DMARC tells inbox providers what to do when an email claims to be from your domain but fails authentication. It takes 2 minutes to add and protects your domain from impersonation. Gmail and Yahoo now require it for bulk senders.

What is DMARC?

DKIM and SPF verify that an email is legitimate. DMARC answers a different question: what should happen to an email that fails those checks?

Without DMARC, an inbox provider receiving a suspicious email from your domain has to make its own judgement call — and it might let the email through. With DMARC, you give explicit instructions: "Monitor it," "send it to spam," or "reject it outright."

DMARC is a single TXT record in your DNS. You start in monitor mode (so nothing gets blocked while you're getting set up) and tighten it over time as you confirm your legitimate sending is passing authentication.

Add a starter record

Add this TXT record to your DNS. Replace dmarc@yourdomain.com with a real email address you control — you'll receive aggregate reports there.

TypeTXT
Name_dmarc.yourdomain.com
Valuev=DMARC1; p=none; rua=mailto:dmarc@yourdomain.com
TTLAuto (or 3600)

At most registrars, the Name field should be just _dmarc (without your root domain). Some require the full value — check your registrar's help docs if unsure.

Start with p=none

p=none means "monitor but don't block anything." This is the right starting point — it lets you receive reports and confirm your legitimate sending passes authentication before you start blocking or quarantining anything.

The p= progression

Once you've been running p=none for a week or two and confirmed your reports show only legitimate email, you can tighten the policy:

p=none
Monitor
No action taken on failing emails. Reports are sent to your rua= address so you can see what's happening. Start here.
p=quarantine
Quarantine
Emails that fail DMARC go to the recipient's spam folder instead of the inbox. Move to this once your legitimate mail is consistently passing.
p=reject
Reject
Emails that fail DMARC are rejected outright — they never reach the recipient at all. The strongest protection, but only use it once you're confident everything legitimate is passing.

There's no required timeline. Some senders stay on p=quarantine indefinitely. The important thing is not to jump straight to p=reject before you've confirmed your sending setup is solid.

Reporting (rua=)

The rua= tag tells inbox providers where to send aggregate reports — daily summaries of every email that claimed to be from your domain, including whether it passed or failed authentication. These reports arrive as XML attachments.

Use a real email address you check, or a dedicated inbox. You can also use a free DMARC report parser like dmarcian.com or postmaster.google.com to visualise the data in a friendlier format.

Why it matters for deliverability

In 2024, Google and Yahoo announced that bulk senders (anyone sending more than 5,000 emails per day to Gmail or Yahoo addresses) must have a DMARC record in place. Senders without it risk having their emails rejected by both providers.
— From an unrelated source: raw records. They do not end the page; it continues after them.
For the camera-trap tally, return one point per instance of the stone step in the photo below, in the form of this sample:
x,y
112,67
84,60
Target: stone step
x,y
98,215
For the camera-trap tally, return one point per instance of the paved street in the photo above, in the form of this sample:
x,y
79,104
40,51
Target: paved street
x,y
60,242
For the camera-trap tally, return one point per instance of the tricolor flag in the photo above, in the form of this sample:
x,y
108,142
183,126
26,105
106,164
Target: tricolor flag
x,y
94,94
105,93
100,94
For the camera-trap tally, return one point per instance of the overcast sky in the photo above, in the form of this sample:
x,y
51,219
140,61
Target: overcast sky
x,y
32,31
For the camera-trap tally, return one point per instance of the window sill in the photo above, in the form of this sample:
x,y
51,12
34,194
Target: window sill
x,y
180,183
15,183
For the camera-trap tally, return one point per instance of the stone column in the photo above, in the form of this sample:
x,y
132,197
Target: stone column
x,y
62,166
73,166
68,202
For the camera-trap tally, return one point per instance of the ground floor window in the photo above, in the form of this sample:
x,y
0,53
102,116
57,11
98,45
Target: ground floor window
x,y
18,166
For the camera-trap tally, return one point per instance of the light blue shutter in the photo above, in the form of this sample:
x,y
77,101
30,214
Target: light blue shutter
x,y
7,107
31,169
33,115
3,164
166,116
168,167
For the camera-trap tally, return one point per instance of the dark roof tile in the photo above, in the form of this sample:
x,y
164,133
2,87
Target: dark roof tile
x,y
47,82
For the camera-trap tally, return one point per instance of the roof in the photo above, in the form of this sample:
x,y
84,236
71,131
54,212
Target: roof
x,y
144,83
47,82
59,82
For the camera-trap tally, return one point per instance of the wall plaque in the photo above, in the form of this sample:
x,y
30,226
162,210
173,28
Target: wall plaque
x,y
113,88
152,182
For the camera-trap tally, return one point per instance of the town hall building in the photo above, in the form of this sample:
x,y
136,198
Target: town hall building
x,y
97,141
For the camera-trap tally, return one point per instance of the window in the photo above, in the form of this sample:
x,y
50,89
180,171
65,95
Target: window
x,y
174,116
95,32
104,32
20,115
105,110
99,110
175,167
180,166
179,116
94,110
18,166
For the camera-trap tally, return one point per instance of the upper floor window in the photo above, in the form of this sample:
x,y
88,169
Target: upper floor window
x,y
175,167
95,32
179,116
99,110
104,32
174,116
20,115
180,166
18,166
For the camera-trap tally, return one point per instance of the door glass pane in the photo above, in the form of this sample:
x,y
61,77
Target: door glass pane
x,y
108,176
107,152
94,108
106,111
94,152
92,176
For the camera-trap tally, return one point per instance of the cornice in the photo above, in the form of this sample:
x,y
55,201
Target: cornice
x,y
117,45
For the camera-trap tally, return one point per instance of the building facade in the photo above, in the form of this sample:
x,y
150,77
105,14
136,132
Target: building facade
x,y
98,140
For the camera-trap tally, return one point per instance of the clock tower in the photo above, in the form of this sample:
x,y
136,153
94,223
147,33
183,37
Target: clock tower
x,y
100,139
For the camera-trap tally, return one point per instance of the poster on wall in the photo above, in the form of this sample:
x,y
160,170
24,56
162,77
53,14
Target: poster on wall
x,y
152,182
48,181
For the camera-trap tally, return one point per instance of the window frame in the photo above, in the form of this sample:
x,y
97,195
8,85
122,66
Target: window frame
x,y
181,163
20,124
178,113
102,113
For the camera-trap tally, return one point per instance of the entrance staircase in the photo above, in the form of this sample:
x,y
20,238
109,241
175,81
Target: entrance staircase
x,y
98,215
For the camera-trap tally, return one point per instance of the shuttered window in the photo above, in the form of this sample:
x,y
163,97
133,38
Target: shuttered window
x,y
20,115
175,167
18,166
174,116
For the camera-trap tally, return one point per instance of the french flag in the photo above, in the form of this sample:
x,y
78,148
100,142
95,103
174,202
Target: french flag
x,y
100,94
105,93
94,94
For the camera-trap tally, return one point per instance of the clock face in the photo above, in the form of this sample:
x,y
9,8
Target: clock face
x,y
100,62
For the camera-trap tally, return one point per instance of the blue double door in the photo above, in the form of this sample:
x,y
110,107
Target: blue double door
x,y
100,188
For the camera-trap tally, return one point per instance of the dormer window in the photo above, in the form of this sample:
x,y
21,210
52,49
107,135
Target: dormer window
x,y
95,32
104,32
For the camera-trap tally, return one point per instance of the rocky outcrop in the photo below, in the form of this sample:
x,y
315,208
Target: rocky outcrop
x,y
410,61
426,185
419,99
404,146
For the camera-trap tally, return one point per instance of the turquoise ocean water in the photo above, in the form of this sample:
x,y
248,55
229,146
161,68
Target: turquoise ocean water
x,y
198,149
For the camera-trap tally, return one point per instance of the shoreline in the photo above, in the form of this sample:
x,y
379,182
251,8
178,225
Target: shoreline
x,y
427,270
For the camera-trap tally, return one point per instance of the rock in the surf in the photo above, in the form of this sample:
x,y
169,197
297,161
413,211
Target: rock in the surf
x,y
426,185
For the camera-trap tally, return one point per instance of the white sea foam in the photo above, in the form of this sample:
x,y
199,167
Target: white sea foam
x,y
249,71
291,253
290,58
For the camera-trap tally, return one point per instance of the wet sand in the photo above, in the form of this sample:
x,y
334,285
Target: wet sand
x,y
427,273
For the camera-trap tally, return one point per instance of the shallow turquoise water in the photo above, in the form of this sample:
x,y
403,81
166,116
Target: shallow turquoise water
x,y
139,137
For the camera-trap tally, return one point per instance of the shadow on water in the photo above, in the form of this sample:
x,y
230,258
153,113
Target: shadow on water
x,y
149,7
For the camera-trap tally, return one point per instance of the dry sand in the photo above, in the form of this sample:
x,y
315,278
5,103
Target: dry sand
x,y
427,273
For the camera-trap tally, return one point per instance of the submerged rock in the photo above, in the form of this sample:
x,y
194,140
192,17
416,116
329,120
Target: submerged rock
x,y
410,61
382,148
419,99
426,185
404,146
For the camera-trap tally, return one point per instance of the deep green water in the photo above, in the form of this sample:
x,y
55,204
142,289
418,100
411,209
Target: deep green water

Even if you're sending smaller volumes, a DMARC record signals to inbox providers that you're a responsible sender who has thought about authentication. It's a small step that has an outsized positive effect on long-term deliverability.

DMARC requires SPF or DKIM to pass first

DMARC checks whether at least one of SPF or DKIM passes and aligns with your From domain. Make sure you've completed DKIM setup first, otherwise DMARC will report everything as failing.